Lynn W. Craig
A: In our company, it is the controls group that takes care of the DCS, but the regulatory responsibility is not clearly defined. It is logical to have the control group be responsible for DCS, as it is connected to field instrumentation. Also P&IDs, cause and effects need to be built in DCS. Also, the instrument engineers are knowledgeable about measurement and control. In my view the same separation should continue.
H. S. Gambhir
A: In the beginning (1970s), this question did not exist since microprocessor-based and computer-based process control systems were not common. PID control loops and hard-wired and electrical relays were used. In 1980s, microprocessor-based control systems began to be common, while in 1990s DeltaV and other PLC control systems entered process control.
Instrument engineers did not consider DeltaVs computers, but IT people treated them as software, since control logic, configuration, etc. were used to make the device (DeltaV) work. Other computer-controlled systems, such as vibration monitors, anti-surge control for compressors, etc., were added in the heated debate between instrument engineers and IT people. IT people tended to view the whole picture as a function of Internet security, software validation, system integrity, etc., and often had been authorized to approve the system before a computer installation was to be procured.
In 2000s, model-based control, system identification, statistical analysis, SIS, etc. became popular, and IT people became more aggressive in taking control of the approval process. During an emergency or when a process was down because control signal failure, loss of measurement signals, valve failures, etc., instrument engineers were sent to fix the problem. When the office computers were down due to hacking, viruses, software compatibility, etc., IT people were sent to fix the problem.
I am not qualified to judge what IT people know. However, anyone who wishes to decide what instrument engineers should use in process control had better be equipped with the ever-evolving knowledge in instrumentation.

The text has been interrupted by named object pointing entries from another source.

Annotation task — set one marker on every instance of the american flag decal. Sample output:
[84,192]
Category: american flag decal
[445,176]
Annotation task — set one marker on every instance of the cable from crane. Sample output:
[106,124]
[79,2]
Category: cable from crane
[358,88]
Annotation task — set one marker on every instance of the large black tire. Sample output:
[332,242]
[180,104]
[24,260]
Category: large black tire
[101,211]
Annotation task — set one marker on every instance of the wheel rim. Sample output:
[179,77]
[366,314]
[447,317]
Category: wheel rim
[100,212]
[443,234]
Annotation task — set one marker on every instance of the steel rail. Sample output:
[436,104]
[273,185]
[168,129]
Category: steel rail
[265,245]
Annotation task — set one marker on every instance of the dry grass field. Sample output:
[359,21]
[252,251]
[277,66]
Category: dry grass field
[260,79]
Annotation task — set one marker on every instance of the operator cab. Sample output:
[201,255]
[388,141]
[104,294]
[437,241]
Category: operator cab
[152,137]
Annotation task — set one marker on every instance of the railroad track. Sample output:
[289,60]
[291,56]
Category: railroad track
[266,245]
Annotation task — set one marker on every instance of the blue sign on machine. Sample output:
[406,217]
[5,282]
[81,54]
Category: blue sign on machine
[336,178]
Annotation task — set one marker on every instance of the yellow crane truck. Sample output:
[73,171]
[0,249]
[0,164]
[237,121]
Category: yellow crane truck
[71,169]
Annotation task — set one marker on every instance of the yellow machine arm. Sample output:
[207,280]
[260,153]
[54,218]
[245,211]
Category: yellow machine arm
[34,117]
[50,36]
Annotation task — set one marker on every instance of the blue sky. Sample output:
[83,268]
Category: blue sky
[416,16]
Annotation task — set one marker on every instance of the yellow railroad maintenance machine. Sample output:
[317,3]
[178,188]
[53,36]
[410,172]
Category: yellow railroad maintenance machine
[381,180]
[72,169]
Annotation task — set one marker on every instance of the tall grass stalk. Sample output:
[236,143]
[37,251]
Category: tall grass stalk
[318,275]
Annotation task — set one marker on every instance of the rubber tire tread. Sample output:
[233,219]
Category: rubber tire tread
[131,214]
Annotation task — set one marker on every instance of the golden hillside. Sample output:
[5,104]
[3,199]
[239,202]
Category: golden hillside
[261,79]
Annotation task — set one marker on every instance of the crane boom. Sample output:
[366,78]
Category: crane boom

A: Emerson—as all DCS vendors—takes great care in testing DeltaV as a system with each software update. This includes the software for the HMI that happens to run on a Windows platform. If your IT department were to install any updates, there is a distinct possibility that those updates may break some DeltaV function. You will not be covered for any DeltaV system malfunction resulting from using a Windows version different than that supported by the DeltaV version you have installed. I believe that Emerson does offer a service contract that includes updating Windows software, but only after they have validated that it does not affect any DeltaV functionality.
Allowing your IT department to update Windows on your HMI or engineering workstations is a bad idea. We always tell our end-user clients to tell IT that the HMI and engineering stations are parts of a manufacturing machine and are not computers.